伝承之蔵

矢抜き沢
亘理町/逢隈田沢/山下

   昔、後三年の役のとき、 源義家 の家来である 鎌倉景政 は、十六歳の少年であったにもかかわらず、義家と共に 藤原清衡 を助けるため、 清原家衡清原武衡 の軍と勇敢に戦った。この戦いで、武衡の家来で、弓矢の達人と謳われた 鳥海弥三郎 の放った矢が、景政の右目に命中したのだが、景政は、その矢を抜こうともせず、すぐに、矢を射って弥三郎を殺した。

   戦いの後、景政は、親友である 三浦為嗣 に、ある沢で、右目に命中した矢を抜くように頼んだのだが、なかなか矢が抜けなかったので、為嗣は景政の顔に足をかけて矢を抜こうとした。ところが、この行為に対して景政は激怒し、 「 たとえ親友であっても、武士の顔に足をかけるとは許せん ! 」 と叫んで刀を抜き、為嗣を殺そうとした。その後、為嗣の誠心誠意の謝罪もあり、景政は為嗣を許し、ようやく矢を抜くことができた。そのため、いつしか、里人たちは、この沢のことを、 “ 矢抜き沢 ” と呼ぶようになったという。

参考 『 わたりの民話 』
現地で採集した情報


現地レポート

これが、現在の矢抜き沢。わたりの民話には、 “ やぬきさわ ” と振り仮名がしてあるが、この里の方たちは、 “ やぬきざわ ” と呼んでいる。私は、その里に住んでいる方たちの言葉を優先するので、本文には、 “ 矢抜き沢 = やぬきざわ ” と注釈した。
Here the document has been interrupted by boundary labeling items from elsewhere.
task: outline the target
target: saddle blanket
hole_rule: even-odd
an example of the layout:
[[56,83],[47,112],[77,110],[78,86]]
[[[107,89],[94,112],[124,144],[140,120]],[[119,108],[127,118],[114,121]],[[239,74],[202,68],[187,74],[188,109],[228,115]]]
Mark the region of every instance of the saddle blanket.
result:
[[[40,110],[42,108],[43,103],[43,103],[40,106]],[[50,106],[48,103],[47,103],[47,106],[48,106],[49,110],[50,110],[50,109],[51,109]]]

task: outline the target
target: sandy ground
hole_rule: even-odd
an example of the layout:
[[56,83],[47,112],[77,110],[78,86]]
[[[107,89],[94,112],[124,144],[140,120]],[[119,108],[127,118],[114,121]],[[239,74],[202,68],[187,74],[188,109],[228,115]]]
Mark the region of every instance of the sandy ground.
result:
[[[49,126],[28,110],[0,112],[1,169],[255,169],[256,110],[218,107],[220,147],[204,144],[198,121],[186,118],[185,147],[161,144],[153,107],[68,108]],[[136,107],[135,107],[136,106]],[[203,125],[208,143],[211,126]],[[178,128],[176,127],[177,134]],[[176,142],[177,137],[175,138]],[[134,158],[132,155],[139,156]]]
これは、矢抜き沢という屋号の屋敷。この屋敷の入口に、鎌倉景政に関する遺跡がある。



赤丸が、景政に関する遺跡。



これが、景政に関する遺跡。赤丸は、景政を祀ったと伝わる 権五郎社 。権五郎は、景政の通称。



これが、権五郎社。



赤丸は、景政が、腰をかけて休んだという石。この石には、二種類の窪みがある。



赤丸が、その二種類の窪み。



@ の窪みは、景政が右目の矢を抜かれるとき、この石に手をついて痛みをこらえて力を入れたときにできたという窪み。


これが、その窪み。



A の窪みは、景政が右目の矢を抜かれるときに流れた血の跡とも、左目から流れた涙の跡とも言われている。



これが、その窪み。これが、その窪み。



赤丸は、景政に関するものであることは確かなのだが、残念なことに、その内容に関しては伝承されていない。



屋敷の庭には、景政が右目を洗ったという池があったのだが、現存していない。赤丸は、その池があった場所。



このあたりに池があった。



これらの遺跡は、この場所に最初からあったわけではない。四十五年ほど前、もとの場所を田圃にするため、この場所に移された。


もとは、このような配置になっていた。



これが、三角の田圃。右の赤丸のあたりに権五郎社などがあった。そして、左の赤丸のあたりに高さ三メートルの石があった。古老の話によると、高さ三メートルの石には、文字などは刻まれていなかったとのことである。ちなみに、私が、 「 立派な御堂の近くに三メートルの石があったとすると、何か理由があって、その場所に置かれた可能性がありますね。その石は、その後、どうなったんですか ? 」 と聞いたところ、古老は、 「 その場所を田圃にするとき、誰かが、 『 おぉ 〜 、良い石だねぇ ! 庭に置くからもらっていくよ 』 と言って、持っていっちゃった 」 と答えた。


このあたりの田圃は、大きな石に耳をあてると、 「 ゴォ〜 ! 」 と音が聞こえるほど、地下水脈が豊富な場所である。そのため良質な米が収穫できる。その良質さは、各種の米の品評会で賞をとるほどである。古老の話によると、ここは、伊達政宗が幕府に存在を知らせていない田圃で、昔から、 “ 政宗の隠し田 ” と呼ばれていたのだという。政宗は、この田圃からの良質な米を販売して、藩の財政の足しにしていた。